In Elijah’s confrontation on Mount Carmel with the hundreds of false prophets of Baal, he challenged them to call upon their god to accept their sacrificial offering. They prayed, they danced, they cut themselves and were bleeding and still no response from Baal.
Elijah mocked them and told them “Cry louder. Perhaps your god does not hear you. Perhaps he is relieving himself. Perhaps he is on vacation”. And as much and as loud as they called upon Baal, there was no response. Only a bitter silence.
It was at that time that Elijah called upon the God of Israel who sent fire from heaven and consumed his sacrifice. God heard his prayer and God replied.
When can I stop praying? For twenty-five years I have prayed thrice daily, and always with the same request. Yet in all those years, my God has not replied. Some say that even silence is an answer. I do not accept that.
I expect that the God of my fathers who were faithful to Him all the days of their lives would reward their pious devotion by responding to my one request. Is that too much to hope for?
Rabbis to whom I have turned for guidance have been unable to offer me a reply that I can live with.
It is written “Hashem hoshiya, ha melech ya’anainu b’yom kor’ainu”…. God will save, the King will answer us on the day we cry out to him.

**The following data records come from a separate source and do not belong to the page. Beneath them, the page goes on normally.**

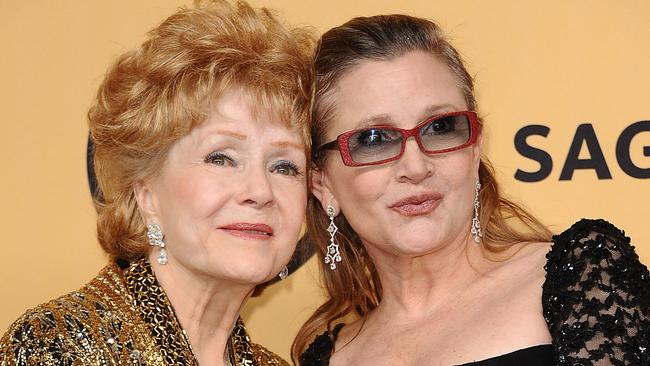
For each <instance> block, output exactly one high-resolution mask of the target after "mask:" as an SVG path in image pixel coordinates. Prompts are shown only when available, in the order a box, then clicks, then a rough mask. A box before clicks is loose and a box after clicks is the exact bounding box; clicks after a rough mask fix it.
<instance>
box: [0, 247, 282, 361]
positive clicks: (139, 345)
mask: <svg viewBox="0 0 650 366" xmlns="http://www.w3.org/2000/svg"><path fill="white" fill-rule="evenodd" d="M118 262H120V261H118ZM121 262H122V263H120V264H121V266H119V265H118V264H117V263H110V264H109V265H108V266H106V267H105V268H104V269H103V270H102V271H101V272H100V273H99V275H98V276H97V277H95V278H94V279H93V280H92V281H91V282H89V283H88V284H87V285H86V286H85V287H83V288H82V289H81V290H79V291H75V292H72V293H70V294H67V295H65V296H62V297H60V298H58V299H55V300H52V301H50V302H48V303H46V304H42V305H39V306H38V307H36V308H34V309H31V310H29V311H27V312H26V313H25V314H24V315H23V316H21V317H20V318H19V319H18V320H17V321H16V322H14V324H13V325H11V326H10V327H9V330H8V331H7V332H6V333H5V335H4V336H3V337H2V339H1V340H0V366H10V365H11V366H13V365H19V366H22V365H48V366H49V365H71V366H72V365H102V366H103V365H161V366H162V365H179V366H180V365H198V363H197V361H196V358H195V356H194V353H193V352H192V348H191V346H190V343H189V340H188V339H187V336H186V334H185V331H184V330H183V329H182V327H181V326H180V323H179V322H178V320H177V318H176V316H175V314H174V311H173V308H172V306H171V304H170V303H169V300H168V299H167V296H166V295H165V293H164V291H163V289H162V288H161V287H160V285H159V284H158V282H157V281H156V278H155V276H154V274H153V271H152V269H151V267H150V265H149V263H148V262H147V261H146V260H145V259H141V260H139V261H135V262H133V263H131V264H129V263H126V262H124V261H121ZM120 267H122V268H120ZM228 347H229V349H230V355H231V359H230V362H231V363H232V364H233V365H237V366H240V365H250V366H258V365H259V366H262V365H273V366H280V365H282V366H284V365H288V364H287V363H286V361H284V360H282V359H281V358H279V357H278V356H276V355H275V354H273V353H272V352H270V351H268V350H266V349H265V348H264V347H262V346H259V345H256V344H254V343H252V342H251V341H250V338H249V336H248V334H247V333H246V329H245V327H244V324H243V323H242V321H241V319H238V320H237V322H236V324H235V328H234V330H233V333H232V334H231V336H230V339H229V341H228Z"/></svg>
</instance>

If that is so, then according to my arithmetic I have been crying out to God for 365 days a year for 25 years. It brings me to 9,125 days that I have been crying out…. All without an answer.
I do not believe in an anthropomorphic God. He has no eyes to see, no ears to hear, no hands to hold, no feet to walk. He is not created in man’s image. To the contrary, it is we who are created in His image. He is the borai ha-olam, the creator of the universe. And we, who are a part of the universe, are His creatures, the Work of His hands.
Why then does He not answer me? Is it because I noodge Him too much or that I ask for something impossible or that my one request is not deemed important enough to receive consideration?
Rosh HaShanah and Yom Kippur, the most solemn days of our year, are certainly beneficial times to confess our sins, to ask for mercy and renewed life, and to hope for His reply to our silent and verbal prayers.
If once again, chas v’chalila, my prayer is not answered, can I stop praying? Or can I ask Elijah the Tishbite, our prophet of deliverance, to intercede for me? Will he require an extra cup of wine?